Wallenstein returned to the United States after two years in Germany, and through Klengel's influence, he was appointed principal cello of the Chicago Symphony Orchestra under Frederick Stock. His playing greatly impressed Stock, who would later dedicate his Cello Concerto to Wallenstein. In 1927, Wallenstein saw Arturo Toscanini conduct for the first time, becoming enamored of his musicality. He auditioned for Toscanini's New York Philharmonic, to which he was appointed principal cellist in 1929.

== Conducting career ==
Toscanini, also a cellist, urged Wallenstein to become a conductor. In 1931, Wallenstein was hired by New York radio station WOR, serving as a staff conductor for live orchestra broadcasts, and the following year appeared as a conductor and soloist at the Hollywood Bowl. His work impressed the station's owners, the Mutual Broadcasting System, who created a new radio concert series featuring Wallenstein's eponymous studio orchestra, the Wallenstein Sinfonietta. He was named music director of WOR in 1935, and served in that capacity until 1945. During those years, his broadcast programs were highly successful, reaching millions. The programs included cycles of all of Johann Sebastian Bach's cantatas, Wolfgang Amadeus Mozart's piano concertos, and infrequently-performed symphonies by Mozart and Joseph Haydn. Wallenstein also programmed works by contemporary American composers. For his work on these broadcasts, he was awarded a Peabody Award for Outstanding Entertainment in Music in 1941.

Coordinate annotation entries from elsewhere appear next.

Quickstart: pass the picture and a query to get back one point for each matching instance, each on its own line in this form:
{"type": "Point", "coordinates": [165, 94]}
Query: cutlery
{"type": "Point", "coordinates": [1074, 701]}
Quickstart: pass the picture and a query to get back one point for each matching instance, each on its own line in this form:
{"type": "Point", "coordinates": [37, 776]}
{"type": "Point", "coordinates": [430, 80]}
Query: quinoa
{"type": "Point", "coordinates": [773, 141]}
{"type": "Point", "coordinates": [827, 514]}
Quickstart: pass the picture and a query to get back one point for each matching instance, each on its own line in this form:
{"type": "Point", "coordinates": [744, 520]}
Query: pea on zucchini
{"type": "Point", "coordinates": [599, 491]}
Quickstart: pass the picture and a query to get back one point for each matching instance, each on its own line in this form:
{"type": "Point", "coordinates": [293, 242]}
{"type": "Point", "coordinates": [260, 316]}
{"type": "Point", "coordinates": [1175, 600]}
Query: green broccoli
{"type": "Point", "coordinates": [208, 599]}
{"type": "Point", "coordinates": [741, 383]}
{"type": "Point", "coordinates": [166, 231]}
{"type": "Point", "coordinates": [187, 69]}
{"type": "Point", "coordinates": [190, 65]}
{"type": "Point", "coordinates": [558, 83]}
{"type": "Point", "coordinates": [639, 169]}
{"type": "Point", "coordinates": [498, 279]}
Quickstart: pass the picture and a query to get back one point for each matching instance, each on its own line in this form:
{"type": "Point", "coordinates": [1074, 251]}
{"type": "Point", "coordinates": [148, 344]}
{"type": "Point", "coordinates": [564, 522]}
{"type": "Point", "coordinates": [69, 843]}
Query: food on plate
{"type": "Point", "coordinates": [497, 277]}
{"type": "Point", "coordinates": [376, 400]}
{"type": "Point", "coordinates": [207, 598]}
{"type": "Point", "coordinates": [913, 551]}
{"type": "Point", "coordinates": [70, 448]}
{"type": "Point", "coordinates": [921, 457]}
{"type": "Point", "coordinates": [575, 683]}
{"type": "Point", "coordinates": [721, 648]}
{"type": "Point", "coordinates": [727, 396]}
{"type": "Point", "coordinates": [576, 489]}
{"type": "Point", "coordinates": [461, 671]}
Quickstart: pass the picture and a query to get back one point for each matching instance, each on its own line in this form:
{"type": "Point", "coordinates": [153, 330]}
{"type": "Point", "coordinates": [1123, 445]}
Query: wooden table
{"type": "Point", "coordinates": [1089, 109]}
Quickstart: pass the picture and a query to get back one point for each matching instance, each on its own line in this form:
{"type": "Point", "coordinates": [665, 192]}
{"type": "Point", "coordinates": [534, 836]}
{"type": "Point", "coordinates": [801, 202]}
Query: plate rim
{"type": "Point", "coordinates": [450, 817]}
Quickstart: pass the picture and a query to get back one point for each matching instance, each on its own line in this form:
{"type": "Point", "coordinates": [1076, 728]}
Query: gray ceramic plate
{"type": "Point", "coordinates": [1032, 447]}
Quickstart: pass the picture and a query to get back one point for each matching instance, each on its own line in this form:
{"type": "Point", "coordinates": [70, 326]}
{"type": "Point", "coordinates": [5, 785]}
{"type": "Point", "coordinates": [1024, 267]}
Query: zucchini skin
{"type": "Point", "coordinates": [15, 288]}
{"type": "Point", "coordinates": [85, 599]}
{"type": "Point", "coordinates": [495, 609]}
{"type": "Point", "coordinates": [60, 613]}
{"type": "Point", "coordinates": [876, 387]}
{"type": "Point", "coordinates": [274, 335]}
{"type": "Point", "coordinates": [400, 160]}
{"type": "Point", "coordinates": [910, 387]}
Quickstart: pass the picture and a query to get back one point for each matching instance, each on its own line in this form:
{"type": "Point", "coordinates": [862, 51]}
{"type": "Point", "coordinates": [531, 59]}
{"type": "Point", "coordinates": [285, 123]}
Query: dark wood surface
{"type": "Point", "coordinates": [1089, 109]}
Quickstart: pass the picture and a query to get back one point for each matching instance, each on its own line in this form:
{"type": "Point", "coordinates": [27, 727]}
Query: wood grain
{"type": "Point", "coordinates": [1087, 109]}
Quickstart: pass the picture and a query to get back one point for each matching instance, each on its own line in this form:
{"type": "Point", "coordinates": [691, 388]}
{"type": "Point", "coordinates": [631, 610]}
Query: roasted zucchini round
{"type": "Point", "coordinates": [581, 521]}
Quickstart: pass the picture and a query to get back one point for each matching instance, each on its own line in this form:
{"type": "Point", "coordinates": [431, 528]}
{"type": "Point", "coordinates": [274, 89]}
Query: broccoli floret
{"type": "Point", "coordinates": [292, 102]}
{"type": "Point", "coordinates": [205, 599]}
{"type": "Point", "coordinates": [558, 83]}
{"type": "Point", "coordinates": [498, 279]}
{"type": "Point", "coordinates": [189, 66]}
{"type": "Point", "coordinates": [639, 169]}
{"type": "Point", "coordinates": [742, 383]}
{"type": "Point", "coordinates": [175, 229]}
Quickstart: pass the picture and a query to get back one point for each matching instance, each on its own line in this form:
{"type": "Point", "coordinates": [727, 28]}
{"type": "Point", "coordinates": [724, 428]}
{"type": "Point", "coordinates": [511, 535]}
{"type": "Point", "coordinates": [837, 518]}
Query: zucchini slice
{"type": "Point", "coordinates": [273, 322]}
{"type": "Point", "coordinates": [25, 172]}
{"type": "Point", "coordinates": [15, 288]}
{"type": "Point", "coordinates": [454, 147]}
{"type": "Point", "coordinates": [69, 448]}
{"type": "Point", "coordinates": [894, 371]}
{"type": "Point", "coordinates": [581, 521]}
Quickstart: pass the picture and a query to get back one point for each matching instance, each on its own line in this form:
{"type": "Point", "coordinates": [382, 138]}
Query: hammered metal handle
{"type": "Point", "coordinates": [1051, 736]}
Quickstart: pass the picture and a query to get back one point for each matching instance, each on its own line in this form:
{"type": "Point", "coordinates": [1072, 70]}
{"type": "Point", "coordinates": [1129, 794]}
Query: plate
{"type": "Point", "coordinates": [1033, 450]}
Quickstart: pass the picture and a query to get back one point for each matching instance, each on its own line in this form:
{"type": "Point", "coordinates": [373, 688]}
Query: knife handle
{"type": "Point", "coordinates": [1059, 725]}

After moving back to Los Angeles in 1943, he succeeded the ailing Otto Klemperer as music director of the Los Angeles Philharmonic. During his tenure, Wallenstein championed the works of American composers, including Aaron Copland, Morton Gould, and Samuel Barber. In total, forty-seven American composers received performances from Wallenstein during his directorship. Wallenstein was known to advocate for the musicians of the Philharmonic, successfully arguing for higher salaries and expanding the orchestra's repertoire. He refused to fire musicians suspected as communist sympathizers during the Second Red Scare. He also hired double-bassist Henry Lewis, marking the first time a black musician was hired by a major orchestra.

Wallenstein left the Los Angeles Philharmonic in 1956. He made frequent guest conducting appearances around the United States and Europe. These included concerts with the New York Philharmonic, Philadelphia Orchestra, Symphony of the Air, and a stint as director of the Caramoor Summer Music Festival from 1958 to 1961.

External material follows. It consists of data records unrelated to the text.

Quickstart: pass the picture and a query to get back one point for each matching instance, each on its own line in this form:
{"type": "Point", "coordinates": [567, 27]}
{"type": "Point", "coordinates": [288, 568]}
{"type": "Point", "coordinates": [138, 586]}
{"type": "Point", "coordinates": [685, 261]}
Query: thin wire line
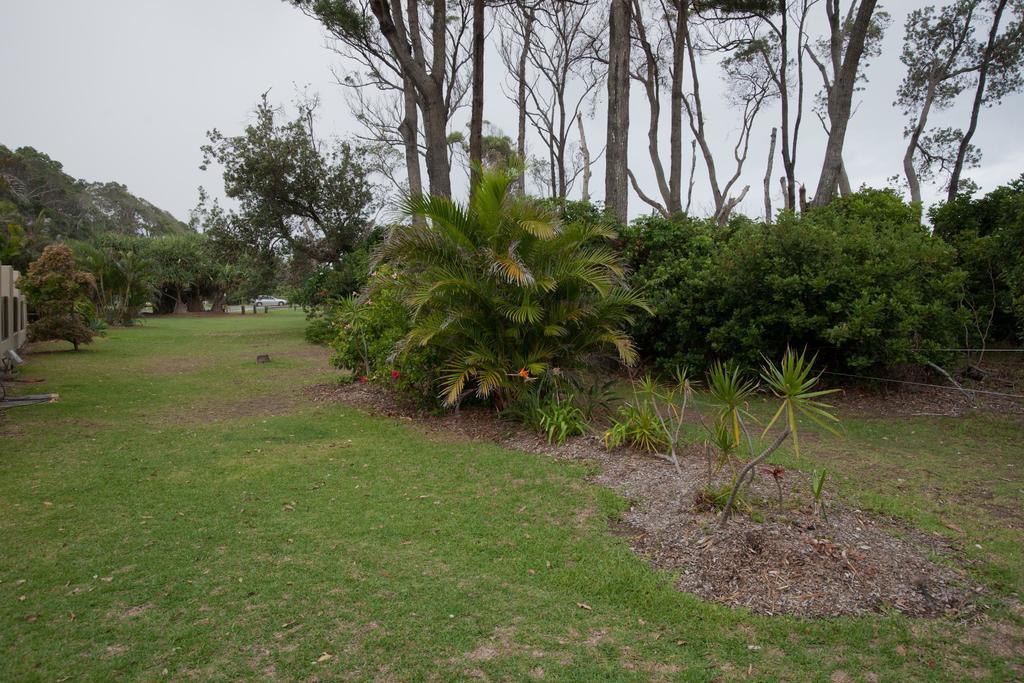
{"type": "Point", "coordinates": [937, 386]}
{"type": "Point", "coordinates": [985, 350]}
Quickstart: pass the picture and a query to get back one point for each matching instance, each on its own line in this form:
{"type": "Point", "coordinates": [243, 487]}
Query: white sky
{"type": "Point", "coordinates": [125, 90]}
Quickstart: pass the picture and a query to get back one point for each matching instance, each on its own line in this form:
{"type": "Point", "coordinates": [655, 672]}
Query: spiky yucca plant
{"type": "Point", "coordinates": [506, 292]}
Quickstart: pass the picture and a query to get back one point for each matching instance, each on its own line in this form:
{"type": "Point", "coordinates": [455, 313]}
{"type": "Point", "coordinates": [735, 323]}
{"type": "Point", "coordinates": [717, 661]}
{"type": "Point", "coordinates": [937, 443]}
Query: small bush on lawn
{"type": "Point", "coordinates": [369, 330]}
{"type": "Point", "coordinates": [58, 293]}
{"type": "Point", "coordinates": [504, 292]}
{"type": "Point", "coordinates": [860, 282]}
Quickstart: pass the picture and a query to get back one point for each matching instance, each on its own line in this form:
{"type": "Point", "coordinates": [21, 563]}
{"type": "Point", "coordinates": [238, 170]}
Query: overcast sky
{"type": "Point", "coordinates": [125, 90]}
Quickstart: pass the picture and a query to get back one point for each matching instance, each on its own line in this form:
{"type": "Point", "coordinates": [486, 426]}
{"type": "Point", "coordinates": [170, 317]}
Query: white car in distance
{"type": "Point", "coordinates": [268, 301]}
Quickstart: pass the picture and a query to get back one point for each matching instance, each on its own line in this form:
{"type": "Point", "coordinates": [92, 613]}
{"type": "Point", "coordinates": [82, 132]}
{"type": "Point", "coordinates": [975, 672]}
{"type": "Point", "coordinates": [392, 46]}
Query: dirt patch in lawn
{"type": "Point", "coordinates": [791, 561]}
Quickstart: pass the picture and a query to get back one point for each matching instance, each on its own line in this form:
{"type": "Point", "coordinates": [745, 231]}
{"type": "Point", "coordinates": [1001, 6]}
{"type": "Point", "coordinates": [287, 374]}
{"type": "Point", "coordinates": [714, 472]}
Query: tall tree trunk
{"type": "Point", "coordinates": [430, 86]}
{"type": "Point", "coordinates": [652, 90]}
{"type": "Point", "coordinates": [675, 200]}
{"type": "Point", "coordinates": [616, 150]}
{"type": "Point", "coordinates": [527, 36]}
{"type": "Point", "coordinates": [410, 130]}
{"type": "Point", "coordinates": [908, 168]}
{"type": "Point", "coordinates": [979, 99]}
{"type": "Point", "coordinates": [841, 97]}
{"type": "Point", "coordinates": [693, 170]}
{"type": "Point", "coordinates": [585, 153]}
{"type": "Point", "coordinates": [771, 161]}
{"type": "Point", "coordinates": [476, 114]}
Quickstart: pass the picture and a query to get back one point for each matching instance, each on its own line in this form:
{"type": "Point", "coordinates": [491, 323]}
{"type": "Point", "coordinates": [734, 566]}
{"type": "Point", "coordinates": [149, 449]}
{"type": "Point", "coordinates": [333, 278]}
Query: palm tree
{"type": "Point", "coordinates": [506, 292]}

In his later life, Wallenstein turned to educational affairs. From 1962 to 1964, he oversaw an educational program for young American conductors at the Peabody Institute. He became a member of the Juilliard School faculty in 1968, and was appointed director of orchestras in 1971.

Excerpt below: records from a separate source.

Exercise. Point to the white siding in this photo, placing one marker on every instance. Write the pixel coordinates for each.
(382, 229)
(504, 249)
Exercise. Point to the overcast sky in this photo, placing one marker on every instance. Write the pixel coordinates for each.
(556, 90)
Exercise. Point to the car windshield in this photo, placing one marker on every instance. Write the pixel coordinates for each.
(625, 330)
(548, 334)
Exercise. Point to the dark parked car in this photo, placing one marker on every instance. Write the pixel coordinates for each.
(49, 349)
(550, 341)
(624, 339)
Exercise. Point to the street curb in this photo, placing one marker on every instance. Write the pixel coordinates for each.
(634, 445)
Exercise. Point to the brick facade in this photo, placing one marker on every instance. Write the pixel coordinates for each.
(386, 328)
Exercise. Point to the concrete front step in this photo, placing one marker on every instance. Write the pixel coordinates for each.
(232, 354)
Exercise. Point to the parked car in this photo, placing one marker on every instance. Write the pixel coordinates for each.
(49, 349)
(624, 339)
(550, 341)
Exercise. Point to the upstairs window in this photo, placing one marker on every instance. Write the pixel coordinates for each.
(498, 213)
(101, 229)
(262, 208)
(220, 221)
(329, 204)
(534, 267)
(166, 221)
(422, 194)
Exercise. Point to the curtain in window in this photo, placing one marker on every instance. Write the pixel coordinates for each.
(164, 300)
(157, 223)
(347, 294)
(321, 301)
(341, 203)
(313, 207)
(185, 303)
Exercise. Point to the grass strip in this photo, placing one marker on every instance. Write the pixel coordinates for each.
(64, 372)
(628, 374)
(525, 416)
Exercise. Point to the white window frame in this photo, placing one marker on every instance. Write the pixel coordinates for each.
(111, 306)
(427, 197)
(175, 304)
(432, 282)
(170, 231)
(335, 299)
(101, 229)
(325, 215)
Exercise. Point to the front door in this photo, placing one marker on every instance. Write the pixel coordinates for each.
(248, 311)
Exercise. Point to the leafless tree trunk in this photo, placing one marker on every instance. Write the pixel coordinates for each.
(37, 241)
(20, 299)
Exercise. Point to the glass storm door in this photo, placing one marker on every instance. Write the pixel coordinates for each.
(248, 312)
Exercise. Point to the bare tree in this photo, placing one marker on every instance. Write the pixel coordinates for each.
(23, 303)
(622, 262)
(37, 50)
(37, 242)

Wallenstein's final conducting appearance was with the Juilliard Symphony Orchestra in 1979. He died in Manhattan on February 8, 1983, at the age of 84.

==Personal life==
Wallenstein married his wife, Virginia (née Wilson), in 1924. She died in 1973, after which Wallenstein moved permanently to New York. They had no children.

==Recordings==
Wallenstein made a number of LP recordings during his career. He recorded solo cello repertoire for Victor in the 1920s, and was accompanied in several recordings by his wife, Virginia, herself a pianist. He was the featured cellist on a 1932 recording of Don Quixote by Richard Strauss, with Thomas Beecham conducting the New York Philharmonic. As a conductor, Wallenstein made several recordings with the Los Angeles Philharmonic for Decca Records, including selections from the musical Oklahoma! and suites from George Gershwin's opera Porgy and Bess. Wallenstein's other recordings with the Philharmonic include the Suite in F-sharp minor by Ernst von Dohnányi, Sergei Rachmaninoff's Piano Concerto No. 2 featuring pianist Eugene List, Beethoven's Piano Concerto No. 4 with pianist Arthur Rubinstein, an album of waltzes by Pyotr Ilyich Tchaikovsky, and Rachmaninoff's Symphony No. 2 for Capitol Records in their FDS series.

For Audio Fidelity Records in September and October 1958, he conducted the specially-formed Virtuoso Symphony of London in Walthamstow Town Hall.

In April 1964 he conducted the London Symphony Orchestra for a recording of Tchaikovsky's Violin Concerto with the young Itzhak Perlman at the Kingsway Hall in London.